By Matthew Barrett
Follow Matthew on Twitter
Secretary of State for Energy and Climate Change, Chris Huhne, announced his Electricity Market Reform White Paper in the Commons yesterday. The White Paper plans for £110bn of investment in electricity generation over the coming years.
In the questions that followed Mr Huhne's statement, two Conservative Members (coincidentally, both from Hertfordshire) asked critical questions of the Secretary of State:
- Charles Walker, the Member for Broxbourne, said carbon charging is bad for economic growth: "Carbon charging is a tax on jobs. Why are we retarding economic recovery by introducing what is in essence a carbon tax on business and job creation?"
- Unsurprisingly, Mr Huhne did not agree: "I do not accept my hon. Friend's analysis. Nick Stern has described the failure to take account of the carbon consequences of our actions as the greatest market failure of all time. Sometimes we have to incorporate the consequences of our actions for the environment into the market decision. That is what we are doing."

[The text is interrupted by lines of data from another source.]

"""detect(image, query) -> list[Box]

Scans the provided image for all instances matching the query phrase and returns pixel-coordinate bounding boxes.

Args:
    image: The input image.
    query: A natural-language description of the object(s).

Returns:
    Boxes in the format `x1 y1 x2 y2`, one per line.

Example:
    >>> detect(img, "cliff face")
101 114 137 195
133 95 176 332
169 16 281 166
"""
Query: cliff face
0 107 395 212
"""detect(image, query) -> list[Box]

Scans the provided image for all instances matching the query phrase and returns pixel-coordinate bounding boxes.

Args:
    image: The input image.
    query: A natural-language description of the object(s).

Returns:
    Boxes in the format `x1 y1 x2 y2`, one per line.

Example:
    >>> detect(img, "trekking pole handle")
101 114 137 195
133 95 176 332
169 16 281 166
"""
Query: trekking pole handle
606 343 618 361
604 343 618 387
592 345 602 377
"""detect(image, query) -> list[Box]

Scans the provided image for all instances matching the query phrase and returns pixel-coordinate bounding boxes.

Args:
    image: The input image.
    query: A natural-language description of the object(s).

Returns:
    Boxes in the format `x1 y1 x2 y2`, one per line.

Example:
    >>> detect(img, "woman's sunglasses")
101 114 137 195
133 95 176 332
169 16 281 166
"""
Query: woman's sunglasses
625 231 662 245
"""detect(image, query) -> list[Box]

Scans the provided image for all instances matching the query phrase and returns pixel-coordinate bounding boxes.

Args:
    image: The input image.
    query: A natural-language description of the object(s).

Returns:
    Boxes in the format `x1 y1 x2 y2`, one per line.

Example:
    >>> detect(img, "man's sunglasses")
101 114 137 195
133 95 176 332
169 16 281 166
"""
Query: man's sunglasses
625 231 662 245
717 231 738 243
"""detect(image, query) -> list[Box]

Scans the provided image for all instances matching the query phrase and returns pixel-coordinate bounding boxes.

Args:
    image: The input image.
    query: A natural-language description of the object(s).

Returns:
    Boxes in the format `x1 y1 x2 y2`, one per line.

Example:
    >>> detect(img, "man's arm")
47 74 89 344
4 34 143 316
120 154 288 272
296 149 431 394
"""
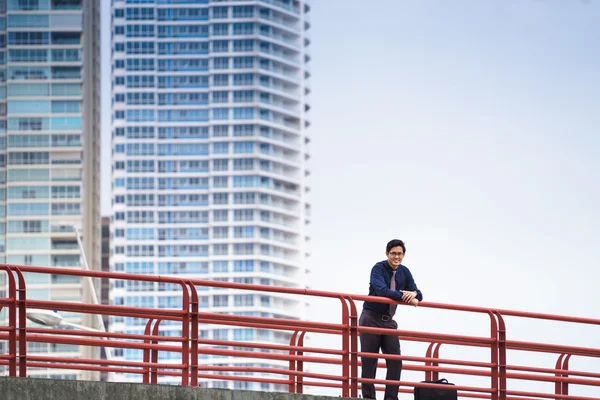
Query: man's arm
370 264 403 300
400 267 423 304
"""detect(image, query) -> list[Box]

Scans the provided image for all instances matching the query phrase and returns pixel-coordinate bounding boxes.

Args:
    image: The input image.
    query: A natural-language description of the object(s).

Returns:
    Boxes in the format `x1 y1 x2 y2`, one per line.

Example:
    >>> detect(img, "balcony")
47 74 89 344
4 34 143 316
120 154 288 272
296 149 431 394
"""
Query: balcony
51 0 82 10
259 12 300 31
259 63 301 81
260 48 301 65
51 241 78 251
261 0 301 15
259 31 301 50
259 97 300 113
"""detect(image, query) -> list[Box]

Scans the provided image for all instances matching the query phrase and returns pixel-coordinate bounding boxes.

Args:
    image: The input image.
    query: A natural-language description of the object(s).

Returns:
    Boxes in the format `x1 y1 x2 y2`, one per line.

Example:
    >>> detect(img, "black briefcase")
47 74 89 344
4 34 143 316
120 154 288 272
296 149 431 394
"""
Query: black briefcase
414 378 458 400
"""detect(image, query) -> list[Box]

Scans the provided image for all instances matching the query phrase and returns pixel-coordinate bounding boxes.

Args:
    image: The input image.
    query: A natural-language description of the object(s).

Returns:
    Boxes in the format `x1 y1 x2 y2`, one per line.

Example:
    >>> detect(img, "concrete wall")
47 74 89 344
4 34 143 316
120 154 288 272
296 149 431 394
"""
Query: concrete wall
0 377 357 400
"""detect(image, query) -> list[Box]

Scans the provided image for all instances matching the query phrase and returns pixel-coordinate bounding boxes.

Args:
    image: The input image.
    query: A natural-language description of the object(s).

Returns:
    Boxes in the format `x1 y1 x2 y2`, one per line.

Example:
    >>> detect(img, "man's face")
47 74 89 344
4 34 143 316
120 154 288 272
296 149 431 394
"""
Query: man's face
386 246 405 269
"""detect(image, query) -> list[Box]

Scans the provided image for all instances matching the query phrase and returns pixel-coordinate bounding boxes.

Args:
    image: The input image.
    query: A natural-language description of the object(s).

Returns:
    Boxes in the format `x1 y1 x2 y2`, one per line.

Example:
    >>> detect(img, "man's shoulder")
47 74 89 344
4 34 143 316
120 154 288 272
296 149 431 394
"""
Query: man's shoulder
398 263 413 274
372 260 388 269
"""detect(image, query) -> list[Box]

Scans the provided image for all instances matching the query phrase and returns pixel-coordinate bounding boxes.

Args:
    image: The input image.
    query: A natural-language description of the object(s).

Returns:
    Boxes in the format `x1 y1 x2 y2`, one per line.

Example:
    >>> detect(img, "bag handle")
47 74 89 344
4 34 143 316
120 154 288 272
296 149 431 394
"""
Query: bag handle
436 379 449 384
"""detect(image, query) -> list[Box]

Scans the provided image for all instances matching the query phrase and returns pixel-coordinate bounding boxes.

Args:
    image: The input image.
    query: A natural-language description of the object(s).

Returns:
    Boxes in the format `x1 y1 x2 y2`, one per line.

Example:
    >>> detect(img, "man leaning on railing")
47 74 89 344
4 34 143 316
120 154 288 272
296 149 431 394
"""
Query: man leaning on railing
359 239 423 400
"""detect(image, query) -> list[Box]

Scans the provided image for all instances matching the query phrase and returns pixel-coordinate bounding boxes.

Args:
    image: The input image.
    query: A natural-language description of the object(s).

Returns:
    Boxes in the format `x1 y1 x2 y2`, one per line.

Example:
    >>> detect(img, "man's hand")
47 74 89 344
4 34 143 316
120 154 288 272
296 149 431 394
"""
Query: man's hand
401 290 417 303
409 298 419 307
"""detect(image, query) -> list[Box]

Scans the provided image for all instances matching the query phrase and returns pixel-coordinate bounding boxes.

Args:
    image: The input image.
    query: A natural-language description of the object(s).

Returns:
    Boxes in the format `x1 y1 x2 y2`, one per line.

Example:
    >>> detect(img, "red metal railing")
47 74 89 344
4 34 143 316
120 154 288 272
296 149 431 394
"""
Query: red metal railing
0 264 598 399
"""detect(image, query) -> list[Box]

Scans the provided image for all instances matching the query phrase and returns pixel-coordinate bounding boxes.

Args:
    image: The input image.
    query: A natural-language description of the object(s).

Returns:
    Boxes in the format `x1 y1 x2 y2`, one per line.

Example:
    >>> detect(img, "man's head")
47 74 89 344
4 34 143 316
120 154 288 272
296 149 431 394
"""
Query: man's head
386 239 406 269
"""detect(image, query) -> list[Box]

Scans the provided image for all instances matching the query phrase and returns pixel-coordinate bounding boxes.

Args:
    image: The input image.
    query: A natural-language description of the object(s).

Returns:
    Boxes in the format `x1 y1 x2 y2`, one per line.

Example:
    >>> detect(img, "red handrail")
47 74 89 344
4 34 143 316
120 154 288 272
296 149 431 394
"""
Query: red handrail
0 264 598 399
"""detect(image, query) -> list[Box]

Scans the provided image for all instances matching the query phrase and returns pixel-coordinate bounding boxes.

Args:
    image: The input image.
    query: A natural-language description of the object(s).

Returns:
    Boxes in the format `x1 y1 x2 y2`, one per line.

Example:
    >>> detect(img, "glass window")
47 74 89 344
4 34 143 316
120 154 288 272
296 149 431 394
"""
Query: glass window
213 56 229 69
213 74 229 86
212 6 228 19
51 100 80 113
213 40 229 52
212 108 229 120
213 125 228 137
8 14 49 28
8 100 50 114
212 91 229 103
51 83 81 96
8 0 50 11
213 261 228 272
51 117 81 130
234 107 254 120
8 202 49 216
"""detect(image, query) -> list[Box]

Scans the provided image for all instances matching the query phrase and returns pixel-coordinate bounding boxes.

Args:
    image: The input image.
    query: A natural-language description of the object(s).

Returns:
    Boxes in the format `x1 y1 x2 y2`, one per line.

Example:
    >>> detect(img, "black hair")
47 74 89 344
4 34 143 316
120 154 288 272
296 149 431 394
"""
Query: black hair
386 239 406 254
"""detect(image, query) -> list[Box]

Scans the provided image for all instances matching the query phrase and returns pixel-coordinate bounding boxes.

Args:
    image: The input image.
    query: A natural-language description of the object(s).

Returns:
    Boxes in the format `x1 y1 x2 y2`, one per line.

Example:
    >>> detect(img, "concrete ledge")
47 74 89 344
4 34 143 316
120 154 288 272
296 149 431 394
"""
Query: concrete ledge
0 377 357 400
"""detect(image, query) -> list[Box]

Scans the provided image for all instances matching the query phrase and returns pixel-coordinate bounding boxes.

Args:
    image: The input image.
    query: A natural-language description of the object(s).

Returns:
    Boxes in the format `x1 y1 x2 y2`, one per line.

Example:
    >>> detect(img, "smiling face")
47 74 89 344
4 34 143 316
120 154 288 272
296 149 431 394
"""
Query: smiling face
386 246 405 270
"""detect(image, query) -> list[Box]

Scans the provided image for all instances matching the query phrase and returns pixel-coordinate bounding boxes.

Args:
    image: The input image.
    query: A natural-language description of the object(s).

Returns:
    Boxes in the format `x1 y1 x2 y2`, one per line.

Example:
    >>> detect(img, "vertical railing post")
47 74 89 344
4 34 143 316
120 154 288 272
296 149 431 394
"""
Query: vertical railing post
150 320 163 384
424 343 435 382
296 331 306 394
555 354 565 398
488 310 499 400
179 280 190 386
142 319 155 384
344 296 359 398
12 268 27 377
186 281 199 386
494 311 507 400
561 354 572 399
338 295 350 397
2 265 17 376
288 331 299 393
431 343 442 382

- Anne Main (St Albans) asked why public subsidy is necessary for a market reform project: "The Secretary of State will be aware of the amount of green tax that is already put on people’s energy bills. I am puzzled about why his Department will set aside £30 million of taxpayers’ money for a certain technology. Surely if we are encouraging the market, it should be the market that puts up the money and not the taxpayer."
- Mr Huhne replied to the point: "There is a sound argument in economic literature for encouraging early-stage technologies. Many British Governments have done that for many years. Green taxes are much lower than the estimates that have been bandied about recently in the press."